Ketiga, bila ada pengaduan masyarakat yang melaporkan indikasi praktik korupsi, PT harus memberikan kebebasan kepada aparat penegak hukum (APH) untuk menindaklanjutinya. PT tidak boleh membuka ruang kompromi dengan APH dan harus tegak lurus terhadap hukum. Tidak ada istilah demi reputasi institusi, PT diam-diam memeraktikkan korupsi. Apapun risikonya, PT tidak boleh berkompromi, toleransi apalagi permisif dengan korupsi.
Keempat, PT mesti memperkuat pengawasan internalnya lewat instumen peraturan rektor. Auditor internal PT harus bebas kepentingan dan terbebas dari pengaruh pejabat kampus dalam melakukan tugasnya. PT harus bermitra dengan BPK maupun KPK. Paling tidak dalam meningkatkan kapasitas auditor dan kualitas auditnya.

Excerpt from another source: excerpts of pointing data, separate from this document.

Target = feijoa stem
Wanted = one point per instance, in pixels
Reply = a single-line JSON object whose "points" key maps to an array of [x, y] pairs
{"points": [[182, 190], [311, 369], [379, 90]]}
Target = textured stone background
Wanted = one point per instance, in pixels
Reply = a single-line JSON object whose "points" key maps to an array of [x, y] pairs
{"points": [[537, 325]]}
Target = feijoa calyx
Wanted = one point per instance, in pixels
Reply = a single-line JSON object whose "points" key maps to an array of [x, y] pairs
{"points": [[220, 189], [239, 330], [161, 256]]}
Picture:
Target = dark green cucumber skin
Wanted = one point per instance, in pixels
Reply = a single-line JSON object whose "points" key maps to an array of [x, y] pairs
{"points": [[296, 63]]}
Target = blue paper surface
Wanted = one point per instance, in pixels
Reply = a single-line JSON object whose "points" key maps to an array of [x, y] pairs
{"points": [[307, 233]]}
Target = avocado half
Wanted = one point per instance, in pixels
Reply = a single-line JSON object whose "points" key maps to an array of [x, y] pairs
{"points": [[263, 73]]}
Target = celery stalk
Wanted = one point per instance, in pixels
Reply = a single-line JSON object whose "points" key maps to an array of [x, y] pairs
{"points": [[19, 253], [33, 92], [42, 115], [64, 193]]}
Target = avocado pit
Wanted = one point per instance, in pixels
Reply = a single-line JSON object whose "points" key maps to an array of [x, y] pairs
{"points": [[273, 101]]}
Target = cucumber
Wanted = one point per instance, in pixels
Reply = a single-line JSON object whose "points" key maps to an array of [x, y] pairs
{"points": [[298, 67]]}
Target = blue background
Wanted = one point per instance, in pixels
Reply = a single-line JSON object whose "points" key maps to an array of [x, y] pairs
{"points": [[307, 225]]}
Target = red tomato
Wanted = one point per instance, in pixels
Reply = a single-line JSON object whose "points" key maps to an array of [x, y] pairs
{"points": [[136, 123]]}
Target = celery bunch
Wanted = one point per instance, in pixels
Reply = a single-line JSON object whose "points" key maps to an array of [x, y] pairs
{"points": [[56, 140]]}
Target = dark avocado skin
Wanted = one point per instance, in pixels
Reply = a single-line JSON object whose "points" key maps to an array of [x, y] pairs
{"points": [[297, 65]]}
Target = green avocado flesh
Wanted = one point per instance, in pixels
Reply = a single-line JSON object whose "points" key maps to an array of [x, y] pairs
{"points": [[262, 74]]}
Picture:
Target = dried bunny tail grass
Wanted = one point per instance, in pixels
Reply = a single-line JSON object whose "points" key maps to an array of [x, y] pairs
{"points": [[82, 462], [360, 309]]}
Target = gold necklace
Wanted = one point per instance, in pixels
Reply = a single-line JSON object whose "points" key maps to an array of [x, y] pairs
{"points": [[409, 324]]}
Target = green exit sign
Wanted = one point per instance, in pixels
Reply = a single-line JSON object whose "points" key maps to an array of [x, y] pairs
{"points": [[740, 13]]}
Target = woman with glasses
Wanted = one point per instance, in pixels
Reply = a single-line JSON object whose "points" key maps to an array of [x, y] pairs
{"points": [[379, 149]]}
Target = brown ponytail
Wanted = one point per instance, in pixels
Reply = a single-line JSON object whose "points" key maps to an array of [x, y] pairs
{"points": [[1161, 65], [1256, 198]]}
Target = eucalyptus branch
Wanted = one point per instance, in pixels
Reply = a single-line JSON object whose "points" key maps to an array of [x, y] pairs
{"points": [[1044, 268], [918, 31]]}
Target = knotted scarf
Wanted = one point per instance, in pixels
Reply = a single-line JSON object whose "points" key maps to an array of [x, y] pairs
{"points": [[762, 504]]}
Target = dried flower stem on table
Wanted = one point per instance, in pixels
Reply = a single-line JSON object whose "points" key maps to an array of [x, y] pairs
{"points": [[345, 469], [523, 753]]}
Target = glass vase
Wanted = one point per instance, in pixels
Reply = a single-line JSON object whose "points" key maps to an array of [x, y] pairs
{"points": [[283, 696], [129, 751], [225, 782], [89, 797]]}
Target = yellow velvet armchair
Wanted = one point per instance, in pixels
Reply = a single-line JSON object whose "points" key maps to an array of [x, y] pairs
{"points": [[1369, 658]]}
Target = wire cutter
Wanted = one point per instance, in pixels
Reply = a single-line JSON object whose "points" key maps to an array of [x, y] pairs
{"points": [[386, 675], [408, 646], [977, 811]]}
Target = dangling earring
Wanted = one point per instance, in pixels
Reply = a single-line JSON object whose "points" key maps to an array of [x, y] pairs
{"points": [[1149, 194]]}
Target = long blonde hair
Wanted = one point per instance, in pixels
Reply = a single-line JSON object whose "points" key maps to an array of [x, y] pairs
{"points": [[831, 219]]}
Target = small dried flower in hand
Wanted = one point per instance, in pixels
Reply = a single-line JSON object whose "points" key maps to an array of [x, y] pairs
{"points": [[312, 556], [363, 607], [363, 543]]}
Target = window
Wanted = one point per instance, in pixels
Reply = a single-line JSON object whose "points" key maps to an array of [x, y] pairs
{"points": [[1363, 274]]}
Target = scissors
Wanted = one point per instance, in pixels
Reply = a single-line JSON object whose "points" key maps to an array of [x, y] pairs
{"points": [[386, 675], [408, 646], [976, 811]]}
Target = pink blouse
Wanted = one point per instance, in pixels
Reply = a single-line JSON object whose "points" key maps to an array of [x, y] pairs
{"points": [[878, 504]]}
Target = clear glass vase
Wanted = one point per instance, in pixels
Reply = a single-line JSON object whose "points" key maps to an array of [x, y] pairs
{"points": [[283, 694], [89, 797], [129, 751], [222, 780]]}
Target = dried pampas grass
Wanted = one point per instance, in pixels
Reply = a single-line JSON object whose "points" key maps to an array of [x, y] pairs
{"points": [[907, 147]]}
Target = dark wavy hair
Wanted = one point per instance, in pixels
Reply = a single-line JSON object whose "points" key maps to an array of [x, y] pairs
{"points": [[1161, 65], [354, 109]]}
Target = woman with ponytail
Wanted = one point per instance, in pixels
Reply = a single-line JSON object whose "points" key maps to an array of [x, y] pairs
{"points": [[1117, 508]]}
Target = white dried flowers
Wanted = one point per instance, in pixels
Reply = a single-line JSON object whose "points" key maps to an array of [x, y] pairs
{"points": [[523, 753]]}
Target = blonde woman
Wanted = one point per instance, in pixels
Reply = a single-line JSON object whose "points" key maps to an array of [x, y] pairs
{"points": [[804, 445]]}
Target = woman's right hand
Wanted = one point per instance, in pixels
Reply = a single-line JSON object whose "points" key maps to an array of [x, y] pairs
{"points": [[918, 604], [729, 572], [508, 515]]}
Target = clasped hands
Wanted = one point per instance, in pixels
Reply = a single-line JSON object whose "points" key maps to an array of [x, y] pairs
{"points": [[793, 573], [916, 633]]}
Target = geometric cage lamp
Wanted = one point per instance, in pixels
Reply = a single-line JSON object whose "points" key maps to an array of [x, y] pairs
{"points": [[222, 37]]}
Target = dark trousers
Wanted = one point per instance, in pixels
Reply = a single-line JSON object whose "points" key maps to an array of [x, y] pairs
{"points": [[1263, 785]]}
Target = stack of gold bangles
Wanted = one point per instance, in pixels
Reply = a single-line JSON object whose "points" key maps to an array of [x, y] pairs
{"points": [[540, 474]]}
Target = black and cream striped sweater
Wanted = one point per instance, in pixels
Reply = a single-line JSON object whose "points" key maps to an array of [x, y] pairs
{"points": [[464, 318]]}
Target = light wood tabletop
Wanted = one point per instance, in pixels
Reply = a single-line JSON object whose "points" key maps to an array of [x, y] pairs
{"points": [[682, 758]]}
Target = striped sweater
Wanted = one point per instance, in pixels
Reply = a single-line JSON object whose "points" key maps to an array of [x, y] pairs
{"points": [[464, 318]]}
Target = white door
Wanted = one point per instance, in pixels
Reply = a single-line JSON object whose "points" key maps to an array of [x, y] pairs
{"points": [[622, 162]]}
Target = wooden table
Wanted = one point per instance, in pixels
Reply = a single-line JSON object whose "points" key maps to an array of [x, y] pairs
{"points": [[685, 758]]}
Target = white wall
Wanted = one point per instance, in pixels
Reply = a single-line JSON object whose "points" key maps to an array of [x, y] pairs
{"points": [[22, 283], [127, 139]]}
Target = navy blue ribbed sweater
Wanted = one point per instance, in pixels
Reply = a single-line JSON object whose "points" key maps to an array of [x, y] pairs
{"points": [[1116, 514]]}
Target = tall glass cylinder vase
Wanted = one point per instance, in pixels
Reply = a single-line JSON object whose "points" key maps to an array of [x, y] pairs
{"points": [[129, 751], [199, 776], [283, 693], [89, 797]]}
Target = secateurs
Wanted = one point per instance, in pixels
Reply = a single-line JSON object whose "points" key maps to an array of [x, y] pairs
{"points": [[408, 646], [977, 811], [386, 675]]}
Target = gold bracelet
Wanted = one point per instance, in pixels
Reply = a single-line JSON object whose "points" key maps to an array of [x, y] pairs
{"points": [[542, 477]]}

Kelima, bila ada elite kampus terindikasi memiliki peningkatan kekayaan secara tidak wajar, mesti dibuka ke publik. Ia harus dapat mempertanggungjawabkan dari mana asal usul kekayaan tersebut. Keenam, PT perlu mengajarkan pendidikan antikorupsi kepada mahasiswa, minimal 3 SKS. Substansi yang diajarkan meliputi sejarah kehancuran peradaban, kegagalan negara dan bangsa di dunia akibat korupsi; korupsi penghambat pencapaian kesejahteraan dan penggerus nilai-nilai moralitas; dan lain-lain.
Nilai moral anti korupsi juga mesti masuk dan disisipkan dalam setiap mata kuliah. Dengan cara ini, diharapkan dari PT akan lahir SDM unggul yang mengusung nilai antikorupsi. Inilah enam usulan penulis sebagai upaya menjadikan kampus PT sebagai model masyarakat ideal bebas korupsi sekaligus tempat penanaman nilai moral anti korupsi. Dengan begitu kampus benar-benar menjadi zona integritas. Bukan sebatas seremonial. Ingat spanduknya, namun lupa esensinya.